Online spending grew at the highest year-over-year rate of any quarter since 2011, and analysts say Amazon's shift to 1-day shipping and Walmart's grocery expansion provided the bump in ecommerce.

Consumers spent $145.74 billion online with U.S. retailers in the third quarter, up 17.3% from $124.21 billion for the same period in 2018, according to retail data released Tuesday by the U.S. Department of Commerce. This is significantly higher than the year-over-year ecommerce growth registered in the first six months of the year, when web sales in Q1 increased 11.6% and in Q2 jumped 13.6%. Last quarter’s rate also marks the highest quarterly growth since Q4 2011, when online revenue spiked 18.6% over the same period the previous year.

While a banner year for Amazon.com Inc.’s Prime Day sale in July undoubtedly contributed to the strong showing, some analysts are pointing to the retailer’s investments in shortening delivery times from 2- to 1-day shipping and Walmart Inc. expanding its online grocery service as the major reasons why ecommerce flourished last quarter.

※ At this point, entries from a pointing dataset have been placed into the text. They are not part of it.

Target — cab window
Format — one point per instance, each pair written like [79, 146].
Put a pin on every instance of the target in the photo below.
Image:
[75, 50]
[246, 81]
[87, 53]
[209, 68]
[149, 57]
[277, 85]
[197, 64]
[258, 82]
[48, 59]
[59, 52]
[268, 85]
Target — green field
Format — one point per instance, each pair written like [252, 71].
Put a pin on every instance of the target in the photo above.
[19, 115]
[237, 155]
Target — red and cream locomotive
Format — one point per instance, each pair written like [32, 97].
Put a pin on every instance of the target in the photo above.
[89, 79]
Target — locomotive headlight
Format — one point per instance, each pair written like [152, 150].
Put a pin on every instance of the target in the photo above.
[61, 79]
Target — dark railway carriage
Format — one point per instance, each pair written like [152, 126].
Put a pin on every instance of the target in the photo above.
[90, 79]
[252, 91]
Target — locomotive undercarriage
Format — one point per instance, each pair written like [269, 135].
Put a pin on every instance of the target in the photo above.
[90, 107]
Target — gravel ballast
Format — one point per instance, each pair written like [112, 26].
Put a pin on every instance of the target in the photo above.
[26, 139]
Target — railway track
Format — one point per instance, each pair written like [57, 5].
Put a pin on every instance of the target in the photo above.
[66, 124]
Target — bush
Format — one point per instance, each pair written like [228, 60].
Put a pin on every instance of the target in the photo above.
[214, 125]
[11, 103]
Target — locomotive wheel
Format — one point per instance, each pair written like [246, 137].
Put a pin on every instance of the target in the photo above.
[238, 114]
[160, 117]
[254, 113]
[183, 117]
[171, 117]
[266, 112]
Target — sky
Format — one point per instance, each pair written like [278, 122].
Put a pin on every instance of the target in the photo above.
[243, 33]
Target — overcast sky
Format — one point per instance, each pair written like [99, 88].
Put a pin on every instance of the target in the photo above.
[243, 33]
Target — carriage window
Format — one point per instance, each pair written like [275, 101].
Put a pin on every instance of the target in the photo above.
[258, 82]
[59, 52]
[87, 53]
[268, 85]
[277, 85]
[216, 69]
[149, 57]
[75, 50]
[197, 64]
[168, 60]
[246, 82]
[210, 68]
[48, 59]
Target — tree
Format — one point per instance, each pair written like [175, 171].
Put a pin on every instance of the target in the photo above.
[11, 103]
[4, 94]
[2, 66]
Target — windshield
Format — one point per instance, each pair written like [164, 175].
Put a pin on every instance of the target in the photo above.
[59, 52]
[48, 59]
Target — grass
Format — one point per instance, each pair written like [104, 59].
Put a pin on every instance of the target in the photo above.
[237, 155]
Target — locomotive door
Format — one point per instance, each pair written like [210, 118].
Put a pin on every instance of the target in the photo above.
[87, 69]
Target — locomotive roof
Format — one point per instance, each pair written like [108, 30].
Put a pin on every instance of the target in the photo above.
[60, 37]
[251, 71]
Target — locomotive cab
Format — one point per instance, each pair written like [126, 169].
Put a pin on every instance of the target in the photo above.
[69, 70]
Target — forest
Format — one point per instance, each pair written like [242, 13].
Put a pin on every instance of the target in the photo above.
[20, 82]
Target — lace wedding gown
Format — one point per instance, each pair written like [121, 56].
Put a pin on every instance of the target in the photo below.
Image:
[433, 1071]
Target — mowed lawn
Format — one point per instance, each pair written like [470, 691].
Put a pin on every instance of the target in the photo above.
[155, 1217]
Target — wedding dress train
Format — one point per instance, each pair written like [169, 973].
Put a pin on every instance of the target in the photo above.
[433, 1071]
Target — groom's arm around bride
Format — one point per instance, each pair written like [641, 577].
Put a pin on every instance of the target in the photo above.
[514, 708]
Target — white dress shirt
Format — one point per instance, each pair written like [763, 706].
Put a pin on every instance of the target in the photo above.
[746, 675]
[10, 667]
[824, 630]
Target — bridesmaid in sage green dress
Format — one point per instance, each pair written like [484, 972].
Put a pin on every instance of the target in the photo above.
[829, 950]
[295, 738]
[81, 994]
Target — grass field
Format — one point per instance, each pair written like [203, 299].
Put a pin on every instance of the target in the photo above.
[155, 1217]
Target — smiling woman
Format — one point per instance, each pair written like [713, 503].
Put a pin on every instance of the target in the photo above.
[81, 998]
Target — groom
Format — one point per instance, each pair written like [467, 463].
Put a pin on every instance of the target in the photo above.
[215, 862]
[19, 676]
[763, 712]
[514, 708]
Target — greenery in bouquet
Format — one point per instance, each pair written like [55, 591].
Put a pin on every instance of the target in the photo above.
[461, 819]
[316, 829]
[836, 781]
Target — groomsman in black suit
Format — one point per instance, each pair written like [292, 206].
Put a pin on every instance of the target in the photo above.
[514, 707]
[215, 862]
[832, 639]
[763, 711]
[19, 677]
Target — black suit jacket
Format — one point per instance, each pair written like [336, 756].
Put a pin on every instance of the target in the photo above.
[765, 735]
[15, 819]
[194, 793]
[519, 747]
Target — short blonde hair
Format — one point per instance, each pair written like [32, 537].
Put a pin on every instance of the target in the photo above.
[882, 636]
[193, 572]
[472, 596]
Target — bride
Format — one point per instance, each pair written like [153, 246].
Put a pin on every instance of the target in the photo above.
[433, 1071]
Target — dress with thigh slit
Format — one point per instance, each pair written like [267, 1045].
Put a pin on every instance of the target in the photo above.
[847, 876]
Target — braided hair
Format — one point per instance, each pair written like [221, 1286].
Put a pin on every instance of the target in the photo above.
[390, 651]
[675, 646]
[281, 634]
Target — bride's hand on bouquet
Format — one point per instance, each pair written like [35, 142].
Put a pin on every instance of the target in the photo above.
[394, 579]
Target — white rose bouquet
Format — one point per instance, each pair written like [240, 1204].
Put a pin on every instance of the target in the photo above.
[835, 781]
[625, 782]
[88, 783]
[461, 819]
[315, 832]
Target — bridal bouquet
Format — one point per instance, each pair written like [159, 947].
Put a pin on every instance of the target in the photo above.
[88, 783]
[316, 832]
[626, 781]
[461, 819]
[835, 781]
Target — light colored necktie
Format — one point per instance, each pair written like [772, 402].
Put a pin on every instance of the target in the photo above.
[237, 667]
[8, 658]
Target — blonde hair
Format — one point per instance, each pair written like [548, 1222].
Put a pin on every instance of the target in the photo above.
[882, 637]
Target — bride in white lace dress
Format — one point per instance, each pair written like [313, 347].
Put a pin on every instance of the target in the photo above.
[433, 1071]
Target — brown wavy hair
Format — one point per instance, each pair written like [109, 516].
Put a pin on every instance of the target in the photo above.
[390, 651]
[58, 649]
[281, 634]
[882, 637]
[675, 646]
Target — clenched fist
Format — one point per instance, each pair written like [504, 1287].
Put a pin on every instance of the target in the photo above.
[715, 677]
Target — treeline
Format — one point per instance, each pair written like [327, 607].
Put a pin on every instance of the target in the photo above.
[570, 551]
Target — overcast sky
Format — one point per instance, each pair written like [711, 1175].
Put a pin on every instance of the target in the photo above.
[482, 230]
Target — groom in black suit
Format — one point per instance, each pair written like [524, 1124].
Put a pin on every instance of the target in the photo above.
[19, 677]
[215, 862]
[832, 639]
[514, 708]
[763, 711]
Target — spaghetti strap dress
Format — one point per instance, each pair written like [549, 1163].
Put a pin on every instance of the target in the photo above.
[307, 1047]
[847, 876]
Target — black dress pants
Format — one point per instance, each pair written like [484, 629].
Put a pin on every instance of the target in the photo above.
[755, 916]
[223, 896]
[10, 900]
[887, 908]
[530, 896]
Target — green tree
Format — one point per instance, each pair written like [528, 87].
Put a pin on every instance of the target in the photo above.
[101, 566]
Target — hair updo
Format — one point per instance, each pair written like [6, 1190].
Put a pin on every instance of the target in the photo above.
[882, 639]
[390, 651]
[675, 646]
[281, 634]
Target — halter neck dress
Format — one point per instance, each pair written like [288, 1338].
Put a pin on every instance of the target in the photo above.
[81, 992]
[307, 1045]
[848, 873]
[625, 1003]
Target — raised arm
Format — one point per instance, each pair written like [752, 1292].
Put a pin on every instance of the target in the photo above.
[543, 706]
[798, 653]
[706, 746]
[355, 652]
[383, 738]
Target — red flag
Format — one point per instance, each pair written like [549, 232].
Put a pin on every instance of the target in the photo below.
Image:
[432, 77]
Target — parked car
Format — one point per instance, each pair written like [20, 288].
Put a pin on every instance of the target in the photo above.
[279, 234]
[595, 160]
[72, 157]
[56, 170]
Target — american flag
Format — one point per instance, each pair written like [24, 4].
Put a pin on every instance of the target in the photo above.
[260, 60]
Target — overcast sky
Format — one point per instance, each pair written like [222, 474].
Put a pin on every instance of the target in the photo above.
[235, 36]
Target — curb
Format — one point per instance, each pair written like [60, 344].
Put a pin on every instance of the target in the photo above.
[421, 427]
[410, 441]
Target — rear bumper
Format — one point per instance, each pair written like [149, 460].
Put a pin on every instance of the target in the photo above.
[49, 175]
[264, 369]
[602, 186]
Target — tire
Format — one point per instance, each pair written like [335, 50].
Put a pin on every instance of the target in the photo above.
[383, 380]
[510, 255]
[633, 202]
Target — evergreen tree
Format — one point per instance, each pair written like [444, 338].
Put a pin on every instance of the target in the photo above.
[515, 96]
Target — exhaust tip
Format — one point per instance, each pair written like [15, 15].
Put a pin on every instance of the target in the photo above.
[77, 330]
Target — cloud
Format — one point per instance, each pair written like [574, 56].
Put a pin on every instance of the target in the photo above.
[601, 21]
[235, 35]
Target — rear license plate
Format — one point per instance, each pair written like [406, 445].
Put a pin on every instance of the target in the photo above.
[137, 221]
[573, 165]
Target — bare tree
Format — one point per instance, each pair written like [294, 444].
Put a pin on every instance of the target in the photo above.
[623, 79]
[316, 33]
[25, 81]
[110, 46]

Overall, retail performed well in Q3, Commerce Department figures indicate. Total retail sales through all channels grew a healthy 4.8% year-over-year, reaching $938.57 billion versus $895.54 billion in Q3 last year. The nearly 5% growth represents the largest uptick in Q3 total sales since 2014, when retail sales increased 4.9%. These figures are based on a Digital Commerce 360 (formerly Internet Retailer) analysis of non-seasonally adjusted Commerce Department data and exclude sales in segments that don’t typically sell items online such as restaurants, bars, automobile dealers, gas stations and fuel dealers.

Half of all gains in retail spend for the quarter came from revenue generated online. Ecommerce penetration of retail sales hit 15.5% in the third quarter, up from 14.9% in Q2 and 13.9% in Q3 of last year. Online’s share of total retail sales has nearly tripled in the last decade as shoppers get increasingly comfortable buying online.

When analyzing the first nine months of 2019, web sales growth drops to 14.2%, the slowest year-to-date rate since 2013 with 13.8%. For the 9-month period, online revenue reached $414.40 billion, up from $362.75 billion for the first three quarters of 2018. Digital Commerce 360 previously projected U.S. ecommerce will grow at a slightly lower 14.0% in 2019, and nine-month growth can be a good signal of where the market is headed. Total retail through Q3 hit $2.73 trillion, up 3.7% from $2.63 trillion last year.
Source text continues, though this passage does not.